HOW TO FIRE SOMEONE WELL
1. Caution. Nobody should be fired without some forewarning. They must be given at least one notice that outlines your areas of concern and explains what they need to do. Without giving someone a fair shot, it’s an unfair surprise.

2. Compassion. Do your best to put yourself in your employee’s position. This is one of the worst things to do to someone else and it’s one of the worst things to have done to you. Be empathetic and sensitive to the tough situation they are about to face.

3. Candid. Don’t drag the conversation out longer than it needs to last, get to the point. Most people can read others well enough to know where they’re going with their point, so the more fluff you add, the longer their agony. Be a straight shooter without losing your sincerity.

4. Conserve. Really do your best to maintain your professionalism. Prepare for the conversation, and reserve a space that’s private. This experience is harder for them than it is you, and if you attempt to become buddies when that was never your relationship, you’re watering down the message that might be critical for them to hear, in order to progress professionally.

5. Compliment & Connect. Do your best to identify strengths in the employees you fire, so that you explain to them what they have to offer in different environments. If you make it solely about what they’re lacking, they’ll leave feeling pretty worthless.
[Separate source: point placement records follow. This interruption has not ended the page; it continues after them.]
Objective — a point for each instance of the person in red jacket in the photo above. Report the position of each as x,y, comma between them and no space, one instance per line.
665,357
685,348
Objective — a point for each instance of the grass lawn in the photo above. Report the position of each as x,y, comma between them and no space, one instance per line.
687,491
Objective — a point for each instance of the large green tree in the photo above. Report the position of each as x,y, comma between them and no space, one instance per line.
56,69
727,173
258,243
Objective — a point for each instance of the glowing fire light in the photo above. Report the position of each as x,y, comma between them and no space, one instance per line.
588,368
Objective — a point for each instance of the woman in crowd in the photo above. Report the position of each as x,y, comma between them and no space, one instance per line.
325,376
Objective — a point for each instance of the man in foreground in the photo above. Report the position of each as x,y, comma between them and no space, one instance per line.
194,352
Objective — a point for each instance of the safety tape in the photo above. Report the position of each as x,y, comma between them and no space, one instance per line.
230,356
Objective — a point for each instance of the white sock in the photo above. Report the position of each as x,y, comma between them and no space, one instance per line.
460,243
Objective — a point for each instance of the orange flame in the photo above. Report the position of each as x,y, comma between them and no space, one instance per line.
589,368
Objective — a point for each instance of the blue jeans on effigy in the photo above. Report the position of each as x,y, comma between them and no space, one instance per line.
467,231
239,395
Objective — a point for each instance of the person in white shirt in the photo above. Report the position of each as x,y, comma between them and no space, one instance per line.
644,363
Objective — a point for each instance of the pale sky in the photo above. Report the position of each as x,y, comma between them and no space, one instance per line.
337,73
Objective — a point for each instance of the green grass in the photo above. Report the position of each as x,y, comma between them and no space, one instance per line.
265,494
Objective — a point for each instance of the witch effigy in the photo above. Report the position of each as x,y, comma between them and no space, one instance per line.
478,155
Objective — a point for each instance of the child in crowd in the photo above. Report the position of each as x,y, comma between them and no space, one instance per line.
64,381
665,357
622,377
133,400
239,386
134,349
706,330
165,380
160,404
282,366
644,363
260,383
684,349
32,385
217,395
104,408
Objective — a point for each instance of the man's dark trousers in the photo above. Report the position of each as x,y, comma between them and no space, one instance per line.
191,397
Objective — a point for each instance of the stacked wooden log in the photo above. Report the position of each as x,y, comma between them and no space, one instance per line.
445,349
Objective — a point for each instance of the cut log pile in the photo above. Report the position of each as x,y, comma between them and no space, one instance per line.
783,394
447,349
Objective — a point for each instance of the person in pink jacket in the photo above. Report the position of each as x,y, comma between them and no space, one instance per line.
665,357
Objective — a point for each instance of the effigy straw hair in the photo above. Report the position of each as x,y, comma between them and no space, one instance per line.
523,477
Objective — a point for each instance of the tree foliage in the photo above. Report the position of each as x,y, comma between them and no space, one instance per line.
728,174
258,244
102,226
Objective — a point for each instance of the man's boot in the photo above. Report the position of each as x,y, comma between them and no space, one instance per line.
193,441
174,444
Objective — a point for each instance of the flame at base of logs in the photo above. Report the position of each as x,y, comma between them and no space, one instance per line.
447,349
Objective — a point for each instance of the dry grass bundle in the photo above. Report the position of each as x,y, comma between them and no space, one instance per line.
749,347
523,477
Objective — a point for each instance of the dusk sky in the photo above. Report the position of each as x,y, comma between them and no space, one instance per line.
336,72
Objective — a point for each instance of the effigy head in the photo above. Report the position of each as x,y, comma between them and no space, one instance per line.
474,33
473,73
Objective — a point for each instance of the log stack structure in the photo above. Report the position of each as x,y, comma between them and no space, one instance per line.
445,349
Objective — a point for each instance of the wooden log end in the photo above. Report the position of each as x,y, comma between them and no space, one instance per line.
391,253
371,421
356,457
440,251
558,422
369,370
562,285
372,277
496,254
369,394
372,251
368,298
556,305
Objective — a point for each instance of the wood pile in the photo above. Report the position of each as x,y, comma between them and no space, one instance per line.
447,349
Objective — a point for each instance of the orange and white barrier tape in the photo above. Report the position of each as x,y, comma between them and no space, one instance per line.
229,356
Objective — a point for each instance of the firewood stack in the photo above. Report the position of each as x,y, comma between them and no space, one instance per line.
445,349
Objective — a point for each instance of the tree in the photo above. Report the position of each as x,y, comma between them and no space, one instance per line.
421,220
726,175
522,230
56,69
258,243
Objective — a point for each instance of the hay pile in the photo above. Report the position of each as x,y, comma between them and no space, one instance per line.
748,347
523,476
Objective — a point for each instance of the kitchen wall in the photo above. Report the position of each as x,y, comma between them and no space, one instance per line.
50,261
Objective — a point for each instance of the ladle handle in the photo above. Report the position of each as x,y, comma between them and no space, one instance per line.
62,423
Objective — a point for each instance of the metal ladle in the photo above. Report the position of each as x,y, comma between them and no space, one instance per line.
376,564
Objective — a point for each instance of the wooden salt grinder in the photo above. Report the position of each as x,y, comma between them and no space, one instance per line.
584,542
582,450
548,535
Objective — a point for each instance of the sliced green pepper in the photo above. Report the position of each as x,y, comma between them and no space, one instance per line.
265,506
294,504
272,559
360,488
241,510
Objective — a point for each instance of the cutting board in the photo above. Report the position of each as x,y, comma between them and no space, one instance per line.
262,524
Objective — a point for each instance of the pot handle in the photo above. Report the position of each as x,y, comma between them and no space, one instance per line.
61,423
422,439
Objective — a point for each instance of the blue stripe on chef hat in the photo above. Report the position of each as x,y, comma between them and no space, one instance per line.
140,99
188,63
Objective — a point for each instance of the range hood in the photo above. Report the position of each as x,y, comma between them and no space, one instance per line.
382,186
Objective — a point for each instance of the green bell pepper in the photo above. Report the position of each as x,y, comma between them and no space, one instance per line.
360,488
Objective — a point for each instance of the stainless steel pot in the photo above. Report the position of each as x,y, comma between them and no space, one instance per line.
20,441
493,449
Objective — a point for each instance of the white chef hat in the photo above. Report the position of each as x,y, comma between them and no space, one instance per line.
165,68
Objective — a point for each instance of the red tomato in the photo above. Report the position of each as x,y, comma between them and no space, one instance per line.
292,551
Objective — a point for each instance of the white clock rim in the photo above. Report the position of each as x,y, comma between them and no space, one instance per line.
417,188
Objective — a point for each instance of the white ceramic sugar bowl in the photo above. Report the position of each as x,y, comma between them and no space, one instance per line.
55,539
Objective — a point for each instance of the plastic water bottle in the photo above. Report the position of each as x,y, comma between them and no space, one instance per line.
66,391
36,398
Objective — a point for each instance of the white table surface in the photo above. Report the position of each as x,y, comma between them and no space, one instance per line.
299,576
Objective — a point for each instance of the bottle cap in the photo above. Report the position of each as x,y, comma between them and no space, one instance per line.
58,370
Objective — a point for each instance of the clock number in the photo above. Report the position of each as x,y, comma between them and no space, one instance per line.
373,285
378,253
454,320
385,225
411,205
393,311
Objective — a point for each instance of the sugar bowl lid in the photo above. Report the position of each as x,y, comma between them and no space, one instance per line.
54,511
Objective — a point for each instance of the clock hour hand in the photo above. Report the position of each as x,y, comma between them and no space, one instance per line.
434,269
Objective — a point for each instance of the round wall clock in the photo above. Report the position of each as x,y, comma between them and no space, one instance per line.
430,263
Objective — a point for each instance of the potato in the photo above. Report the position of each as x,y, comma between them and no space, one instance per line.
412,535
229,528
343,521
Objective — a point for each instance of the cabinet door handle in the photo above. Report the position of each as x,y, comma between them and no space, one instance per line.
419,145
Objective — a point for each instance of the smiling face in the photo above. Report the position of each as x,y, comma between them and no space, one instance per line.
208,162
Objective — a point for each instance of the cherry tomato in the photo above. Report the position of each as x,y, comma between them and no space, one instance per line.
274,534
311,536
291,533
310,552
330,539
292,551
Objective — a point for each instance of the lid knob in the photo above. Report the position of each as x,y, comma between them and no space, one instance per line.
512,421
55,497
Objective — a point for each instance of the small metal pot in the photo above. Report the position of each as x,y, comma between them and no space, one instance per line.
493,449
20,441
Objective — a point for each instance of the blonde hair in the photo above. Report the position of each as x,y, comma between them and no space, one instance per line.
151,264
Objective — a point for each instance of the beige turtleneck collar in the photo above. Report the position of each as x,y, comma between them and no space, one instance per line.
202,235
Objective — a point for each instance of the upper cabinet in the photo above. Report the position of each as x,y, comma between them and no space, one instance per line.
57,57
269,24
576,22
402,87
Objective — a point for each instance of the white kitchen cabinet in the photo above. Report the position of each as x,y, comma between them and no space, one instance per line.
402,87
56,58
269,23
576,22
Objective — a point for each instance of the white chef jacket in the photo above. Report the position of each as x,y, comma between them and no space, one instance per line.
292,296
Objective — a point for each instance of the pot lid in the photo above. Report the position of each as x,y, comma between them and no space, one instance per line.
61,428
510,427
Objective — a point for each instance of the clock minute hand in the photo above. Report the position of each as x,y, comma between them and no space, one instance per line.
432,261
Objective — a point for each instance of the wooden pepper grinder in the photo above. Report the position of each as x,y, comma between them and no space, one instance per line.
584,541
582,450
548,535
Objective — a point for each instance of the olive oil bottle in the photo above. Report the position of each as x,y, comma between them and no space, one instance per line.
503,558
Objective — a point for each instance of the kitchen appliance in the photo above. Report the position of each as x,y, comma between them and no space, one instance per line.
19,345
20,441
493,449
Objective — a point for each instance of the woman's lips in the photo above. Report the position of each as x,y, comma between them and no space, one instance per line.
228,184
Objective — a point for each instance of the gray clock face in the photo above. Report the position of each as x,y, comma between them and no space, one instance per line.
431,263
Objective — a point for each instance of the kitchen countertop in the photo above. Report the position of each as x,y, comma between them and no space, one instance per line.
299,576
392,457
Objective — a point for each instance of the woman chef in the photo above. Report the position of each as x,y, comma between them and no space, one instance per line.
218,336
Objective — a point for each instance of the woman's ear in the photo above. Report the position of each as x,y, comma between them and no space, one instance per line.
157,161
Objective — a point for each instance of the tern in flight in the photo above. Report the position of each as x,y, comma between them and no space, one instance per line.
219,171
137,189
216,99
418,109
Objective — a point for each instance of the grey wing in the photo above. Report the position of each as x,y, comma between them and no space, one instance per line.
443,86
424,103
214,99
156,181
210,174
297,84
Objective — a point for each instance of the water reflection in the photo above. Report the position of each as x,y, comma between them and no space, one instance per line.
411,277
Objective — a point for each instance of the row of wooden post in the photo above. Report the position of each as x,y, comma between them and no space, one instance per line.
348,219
Also, if you know of an opportunity that seems to be a suitable fit for them, be a resource and make them aware of these options. The key to this step is to be genuine. If it’s fake – you’re harming, not helping.

I will leave you with two quotes that will hopefully bring some hope to this hard process. One is from Steve Jobs, and the reason I share it is because it demonstrates that if firing is done right, it can sometimes help employees in unexpected, necessary ways. “I didn’t see it then, but it turned out that getting fired from Apple was the best thing that could have ever happened to me. The heaviness of being successful was replaced by the lightness of being a beginner again, less sure about everything. It freed me to enter one of the most creative periods of my life.”

This second quote is helpful to remind us that we can’t get the team we want, if we aren’t willing to do the hard work to secure the real SuperSTARs. Don Paullin said, “If there are only minnows in the pond, you can’t catch a trophy fish regardless of the bait.”

This is just one of the tough tasks of a leader. But if it’s done well, your team will be better off, and even the employee you fire can be freed to find a better fit.